Triggering this shift can be harder than it sounds on the surface. Why? Well, for one thing, most people in the organization don’t have their success measured on security. When the marketing team gets a performance review, no one brings up security. When a direct reward or consequence isn’t on the line, it can be more difficult to get people to buy in to their responsibility to help keep the company secure.

That said, it’s not impossible by any means. It just requires focused and sustained effort to change the culture. As with any culture shift, it won’t necessarily be easy or linear, but it is achievable. Here are a few steps you can take to help your team more security-minded.

1. Recognize That it Takes Time

Culture shifts don’t happen overnight. So it’s a good idea to be realistic about the time it will take to get certain people on board. For example, it took 5–10 years for DevOps to fully catch on (and in some circles it is still a work in progress) — so recognize that it will take some time for DevOps to embrace SecOps, and for the rest of the organization to see security as part of their jobs.

Don’t get frustrated if your first security lunch-and-learn doesn’t result in an overnight obsession with all things security at your organization. After all, it’s not the most thrilling topic on the planet — and it’s certainly hard to prove every time you avoided getting breached. But keep at it! Remind your people why security is vital to the organization through an ongoing security awareness program. (If you don’t have one in place yet, here are some tips on how to build one.)

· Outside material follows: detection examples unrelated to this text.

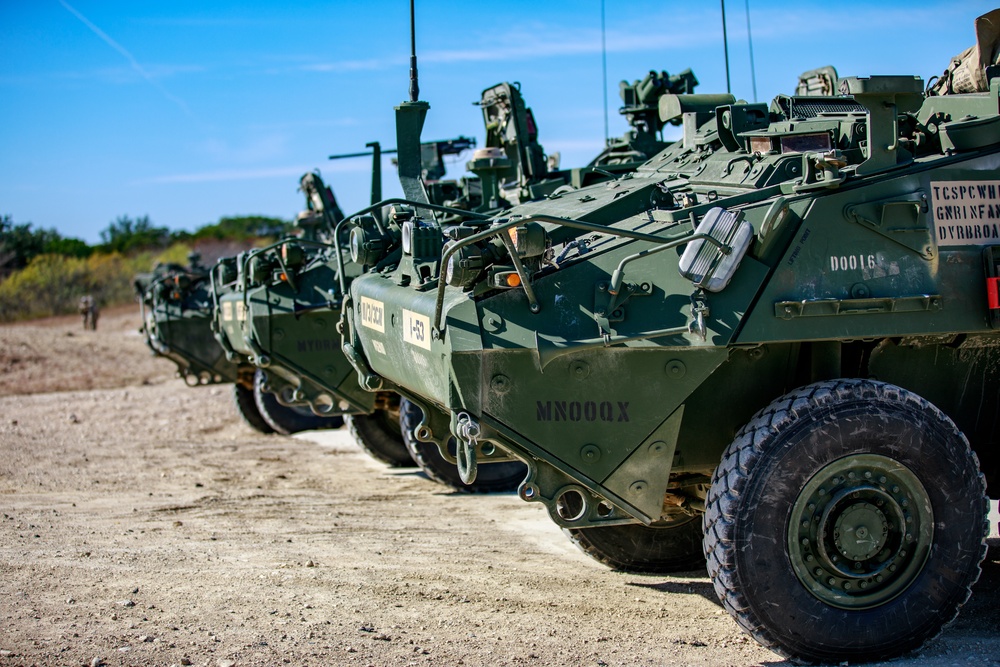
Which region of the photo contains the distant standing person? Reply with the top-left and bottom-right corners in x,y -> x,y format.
80,294 -> 99,331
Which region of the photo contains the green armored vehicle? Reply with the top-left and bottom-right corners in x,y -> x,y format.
225,71 -> 697,491
133,248 -> 342,434
343,17 -> 1000,662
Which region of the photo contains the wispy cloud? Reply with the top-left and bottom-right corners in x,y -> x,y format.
133,160 -> 371,185
59,0 -> 194,118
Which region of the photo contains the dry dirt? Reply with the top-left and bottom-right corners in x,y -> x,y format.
0,308 -> 1000,667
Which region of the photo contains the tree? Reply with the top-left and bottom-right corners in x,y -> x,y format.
101,215 -> 170,253
0,215 -> 93,273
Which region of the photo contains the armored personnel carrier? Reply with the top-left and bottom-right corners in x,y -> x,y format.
133,253 -> 340,434
343,17 -> 1000,662
225,70 -> 697,491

2. Identify Cultural Resistance Factors

Let’s be serious for a minute. We love security, and many of us are security geeks through and through. But there’s a certain attitude that often comes with working in security. When your day-in, day-out work involves catching bad actors and slapping employees on the wrist, it can erode trust. Security’s business objective is to reduce risk — which often falsely appears to be at odds with the velocity of the rest of the business.

Part of getting past this is being honest about it. Sometimes security people may feel like the “bad guys,” and sometimes DevOps will intentionally go around them or ignore them because security makes their jobs harder. That won’t fly if your organization wants to truly take security seriously.

It’s up to both sides (and all the other parts of the organization) to build conversations and trust with the people they need buy-in from in order to do their jobs. And it’s a good idea to recognize that each can learn from other perspectives. Be open-minded and recognize that, at the end of the day, everyone has the same macro goal: to help the organization succeed.

3. Break Down Silos

Sometimes we get into patterns where one team is throwing requests over a wall to another. “Hey DevOps, you need to develop a tighter permissioning policy.” “Hey security, can you review this release?” If you really want security to be an integral part of your organization, you can’t just throw tasks over the wall. You need to break down silos.

How? Start by integrating teams, tools, and processes. If you need another team to do something to make your job easier, then make it easy to do that. Show them how to use any new tools, or find ways to integrate security protocols into the tools they already use.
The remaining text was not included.